Fiat says it could be forced to close a second plant as a lorry-drivers' strike continues to bite in Italy, resulting in a failure to deliver around 20,000 vehicles.

The automaker is expressing its frustration at a 20-day walk-out by rogue elements within car transporter truck unions, that has already seen the Melfi site shut, with a threat the Pomigliano d'Arco plant could also be hit.

"The truckers strike has been going on for around 20 days - it is a car transporter strike - not all of them," a Fiat spokesman in Turin told just-auto. "We are having to shut down some plants - today [15 March] Melfi is closed and Pomigliano may well close so we are not particularly happy about this situation.

"This is not a Fiat issue - it is affecting all car transport in Italy. Obviously it affects us a bit more as we are manufacturing and export - it has had an effect on our market share. There are a number of local meetings next week with the government - the government does not seem particularly bothered."

Fiat has managed to keep some distribution going as it has its own in-house transport arm. It also uses outside contractors who in turn sub-contract and it appears it is this element that is striking.
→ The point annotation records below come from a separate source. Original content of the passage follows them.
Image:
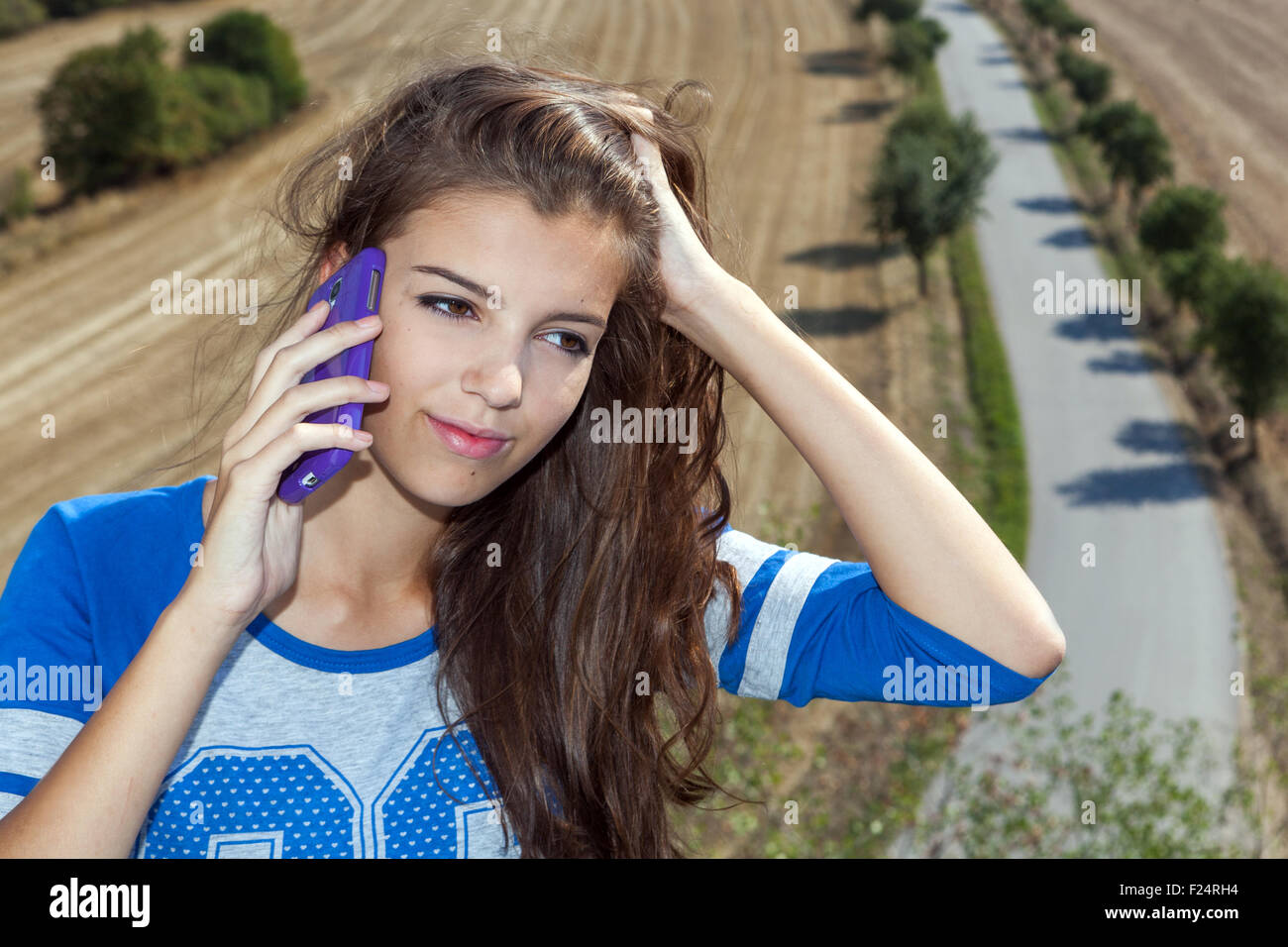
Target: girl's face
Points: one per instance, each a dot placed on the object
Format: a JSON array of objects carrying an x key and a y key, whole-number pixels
[{"x": 518, "y": 369}]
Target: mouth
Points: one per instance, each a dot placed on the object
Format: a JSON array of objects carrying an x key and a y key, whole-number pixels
[{"x": 463, "y": 442}]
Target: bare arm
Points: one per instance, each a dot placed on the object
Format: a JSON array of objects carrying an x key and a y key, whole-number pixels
[
  {"x": 926, "y": 545},
  {"x": 93, "y": 800}
]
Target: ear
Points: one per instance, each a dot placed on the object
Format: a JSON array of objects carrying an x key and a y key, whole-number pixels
[{"x": 333, "y": 262}]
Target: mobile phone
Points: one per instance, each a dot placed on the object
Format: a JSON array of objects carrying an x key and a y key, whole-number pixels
[{"x": 353, "y": 291}]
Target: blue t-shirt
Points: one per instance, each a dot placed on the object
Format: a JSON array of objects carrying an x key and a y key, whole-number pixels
[{"x": 301, "y": 751}]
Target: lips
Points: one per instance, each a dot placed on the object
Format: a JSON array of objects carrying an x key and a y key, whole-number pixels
[{"x": 465, "y": 442}]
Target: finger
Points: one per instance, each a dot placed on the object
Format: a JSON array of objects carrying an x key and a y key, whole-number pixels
[{"x": 301, "y": 329}]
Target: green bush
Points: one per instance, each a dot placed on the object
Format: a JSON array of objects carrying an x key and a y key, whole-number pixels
[
  {"x": 252, "y": 44},
  {"x": 1090, "y": 80},
  {"x": 103, "y": 112},
  {"x": 231, "y": 105},
  {"x": 20, "y": 16}
]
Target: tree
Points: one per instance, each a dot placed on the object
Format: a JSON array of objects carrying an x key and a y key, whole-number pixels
[
  {"x": 1243, "y": 317},
  {"x": 1131, "y": 145},
  {"x": 1183, "y": 230},
  {"x": 894, "y": 11},
  {"x": 103, "y": 112},
  {"x": 909, "y": 197},
  {"x": 252, "y": 44},
  {"x": 1090, "y": 80},
  {"x": 913, "y": 44}
]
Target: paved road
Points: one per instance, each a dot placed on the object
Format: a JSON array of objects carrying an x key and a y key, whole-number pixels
[{"x": 1107, "y": 462}]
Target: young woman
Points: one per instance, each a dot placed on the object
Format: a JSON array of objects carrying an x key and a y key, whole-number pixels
[{"x": 269, "y": 686}]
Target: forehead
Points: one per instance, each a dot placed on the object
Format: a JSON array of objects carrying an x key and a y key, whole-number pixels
[{"x": 501, "y": 240}]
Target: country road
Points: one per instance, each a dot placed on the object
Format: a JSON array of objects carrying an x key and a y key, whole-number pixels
[{"x": 1107, "y": 460}]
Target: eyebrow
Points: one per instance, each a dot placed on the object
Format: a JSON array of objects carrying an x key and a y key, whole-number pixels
[{"x": 480, "y": 291}]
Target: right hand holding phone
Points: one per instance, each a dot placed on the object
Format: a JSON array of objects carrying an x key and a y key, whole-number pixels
[{"x": 252, "y": 545}]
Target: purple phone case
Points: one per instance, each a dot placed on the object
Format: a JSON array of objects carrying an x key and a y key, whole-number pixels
[{"x": 355, "y": 291}]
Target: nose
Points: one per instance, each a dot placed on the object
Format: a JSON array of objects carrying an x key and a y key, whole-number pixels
[{"x": 494, "y": 376}]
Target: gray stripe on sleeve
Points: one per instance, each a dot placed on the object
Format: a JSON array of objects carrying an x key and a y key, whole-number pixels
[{"x": 772, "y": 635}]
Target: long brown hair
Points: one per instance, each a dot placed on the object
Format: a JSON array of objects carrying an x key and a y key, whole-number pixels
[{"x": 581, "y": 664}]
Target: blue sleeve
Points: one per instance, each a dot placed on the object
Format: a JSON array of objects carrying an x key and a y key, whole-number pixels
[
  {"x": 814, "y": 626},
  {"x": 48, "y": 684}
]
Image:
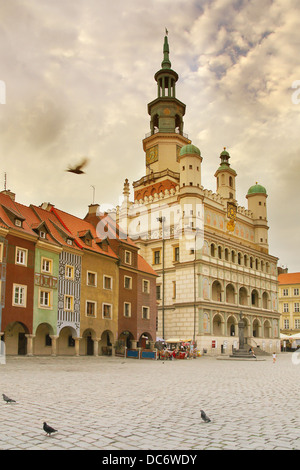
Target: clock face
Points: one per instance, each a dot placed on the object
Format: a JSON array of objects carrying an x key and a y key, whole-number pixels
[
  {"x": 152, "y": 155},
  {"x": 231, "y": 211}
]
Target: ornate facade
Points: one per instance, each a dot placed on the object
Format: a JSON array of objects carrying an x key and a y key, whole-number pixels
[{"x": 211, "y": 254}]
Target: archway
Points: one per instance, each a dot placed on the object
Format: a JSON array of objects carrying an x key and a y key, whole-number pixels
[
  {"x": 15, "y": 339},
  {"x": 267, "y": 329},
  {"x": 87, "y": 342},
  {"x": 144, "y": 340},
  {"x": 231, "y": 326},
  {"x": 265, "y": 300},
  {"x": 217, "y": 291},
  {"x": 243, "y": 296},
  {"x": 66, "y": 341},
  {"x": 217, "y": 325},
  {"x": 106, "y": 343},
  {"x": 256, "y": 328},
  {"x": 42, "y": 341},
  {"x": 230, "y": 294}
]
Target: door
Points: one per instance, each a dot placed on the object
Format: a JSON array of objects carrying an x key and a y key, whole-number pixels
[
  {"x": 89, "y": 346},
  {"x": 22, "y": 345}
]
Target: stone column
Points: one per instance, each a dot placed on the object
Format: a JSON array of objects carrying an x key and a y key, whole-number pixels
[
  {"x": 30, "y": 344},
  {"x": 77, "y": 340},
  {"x": 96, "y": 346},
  {"x": 54, "y": 345}
]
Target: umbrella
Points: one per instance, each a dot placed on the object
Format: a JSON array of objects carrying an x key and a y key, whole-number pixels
[
  {"x": 283, "y": 336},
  {"x": 296, "y": 336}
]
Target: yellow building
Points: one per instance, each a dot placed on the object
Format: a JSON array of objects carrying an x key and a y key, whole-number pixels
[{"x": 289, "y": 302}]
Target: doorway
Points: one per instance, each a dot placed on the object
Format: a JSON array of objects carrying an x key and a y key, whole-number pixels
[
  {"x": 22, "y": 344},
  {"x": 89, "y": 346}
]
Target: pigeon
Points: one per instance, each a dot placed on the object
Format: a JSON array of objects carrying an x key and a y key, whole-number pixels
[
  {"x": 8, "y": 400},
  {"x": 205, "y": 417},
  {"x": 77, "y": 169},
  {"x": 48, "y": 430}
]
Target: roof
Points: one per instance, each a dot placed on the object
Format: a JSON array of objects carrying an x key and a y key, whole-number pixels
[
  {"x": 257, "y": 189},
  {"x": 190, "y": 149},
  {"x": 77, "y": 227},
  {"x": 145, "y": 267},
  {"x": 289, "y": 278}
]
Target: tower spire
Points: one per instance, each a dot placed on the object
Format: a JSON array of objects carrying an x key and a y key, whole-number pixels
[{"x": 166, "y": 64}]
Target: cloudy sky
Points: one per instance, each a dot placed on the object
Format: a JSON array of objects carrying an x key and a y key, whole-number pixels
[{"x": 79, "y": 75}]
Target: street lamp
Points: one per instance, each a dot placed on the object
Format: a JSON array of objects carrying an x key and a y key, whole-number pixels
[{"x": 162, "y": 221}]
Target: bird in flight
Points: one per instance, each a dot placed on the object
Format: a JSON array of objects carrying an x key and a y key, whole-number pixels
[
  {"x": 205, "y": 417},
  {"x": 8, "y": 400},
  {"x": 78, "y": 169},
  {"x": 48, "y": 430}
]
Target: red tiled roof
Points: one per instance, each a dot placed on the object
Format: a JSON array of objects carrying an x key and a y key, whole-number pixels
[
  {"x": 145, "y": 267},
  {"x": 289, "y": 278},
  {"x": 77, "y": 226}
]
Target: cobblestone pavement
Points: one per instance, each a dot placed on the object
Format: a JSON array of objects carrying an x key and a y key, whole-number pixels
[{"x": 112, "y": 403}]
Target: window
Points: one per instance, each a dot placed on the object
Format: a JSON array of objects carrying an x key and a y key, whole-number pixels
[
  {"x": 107, "y": 311},
  {"x": 18, "y": 223},
  {"x": 91, "y": 308},
  {"x": 174, "y": 289},
  {"x": 107, "y": 282},
  {"x": 69, "y": 272},
  {"x": 145, "y": 313},
  {"x": 45, "y": 299},
  {"x": 91, "y": 279},
  {"x": 127, "y": 282},
  {"x": 46, "y": 265},
  {"x": 156, "y": 257},
  {"x": 69, "y": 302},
  {"x": 127, "y": 309},
  {"x": 21, "y": 256},
  {"x": 158, "y": 292},
  {"x": 128, "y": 257},
  {"x": 146, "y": 286},
  {"x": 19, "y": 295}
]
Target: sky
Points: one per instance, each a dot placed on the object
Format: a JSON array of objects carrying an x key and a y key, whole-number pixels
[{"x": 76, "y": 78}]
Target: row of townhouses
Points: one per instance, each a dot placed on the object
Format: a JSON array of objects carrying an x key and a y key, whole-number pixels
[{"x": 65, "y": 290}]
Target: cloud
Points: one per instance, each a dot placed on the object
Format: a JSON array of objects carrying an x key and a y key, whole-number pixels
[{"x": 79, "y": 76}]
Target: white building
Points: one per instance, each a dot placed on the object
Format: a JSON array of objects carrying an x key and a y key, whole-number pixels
[{"x": 211, "y": 254}]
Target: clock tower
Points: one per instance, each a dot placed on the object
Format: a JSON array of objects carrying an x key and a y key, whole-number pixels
[{"x": 166, "y": 138}]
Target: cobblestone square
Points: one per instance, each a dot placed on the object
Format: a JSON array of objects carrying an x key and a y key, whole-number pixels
[{"x": 110, "y": 403}]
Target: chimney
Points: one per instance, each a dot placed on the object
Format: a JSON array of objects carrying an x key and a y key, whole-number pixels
[{"x": 9, "y": 193}]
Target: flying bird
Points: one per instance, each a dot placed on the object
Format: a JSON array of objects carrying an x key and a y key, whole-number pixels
[
  {"x": 78, "y": 169},
  {"x": 205, "y": 417},
  {"x": 8, "y": 400},
  {"x": 48, "y": 430}
]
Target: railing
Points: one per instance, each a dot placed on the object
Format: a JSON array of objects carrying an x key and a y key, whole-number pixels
[{"x": 157, "y": 131}]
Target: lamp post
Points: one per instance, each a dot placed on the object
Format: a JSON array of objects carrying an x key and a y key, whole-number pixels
[{"x": 162, "y": 221}]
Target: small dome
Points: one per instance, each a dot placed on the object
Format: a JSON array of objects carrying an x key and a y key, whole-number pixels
[
  {"x": 257, "y": 189},
  {"x": 190, "y": 148}
]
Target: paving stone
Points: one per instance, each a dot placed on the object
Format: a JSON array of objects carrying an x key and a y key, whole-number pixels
[{"x": 95, "y": 403}]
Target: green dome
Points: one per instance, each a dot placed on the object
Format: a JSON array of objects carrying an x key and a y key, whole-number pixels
[
  {"x": 257, "y": 189},
  {"x": 190, "y": 148}
]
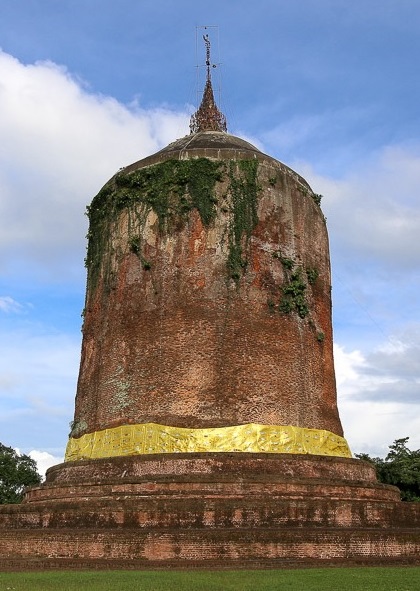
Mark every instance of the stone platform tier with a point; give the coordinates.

Italy endured a mass motorway blockade in January that crippled Fiat plants at Mirafiori, Cassino, Melfi and Pomigliano d'Arco, as irate truck drivers protested against severe austerity measures being introduced by the Italian government in bid to cut the country's enormous deficit.

The Italian Prime Minister, Mario Monti, has asked Fiat to attend a meeting in Rome tomorrow to discuss the automaker's future production plans. 

Speculation in the Italian media - strenuously refuted by Fiat to just-auto today has raised the possibility of a further plant closure in addition to its Sicilian operation - following a sales fall of 18% last month.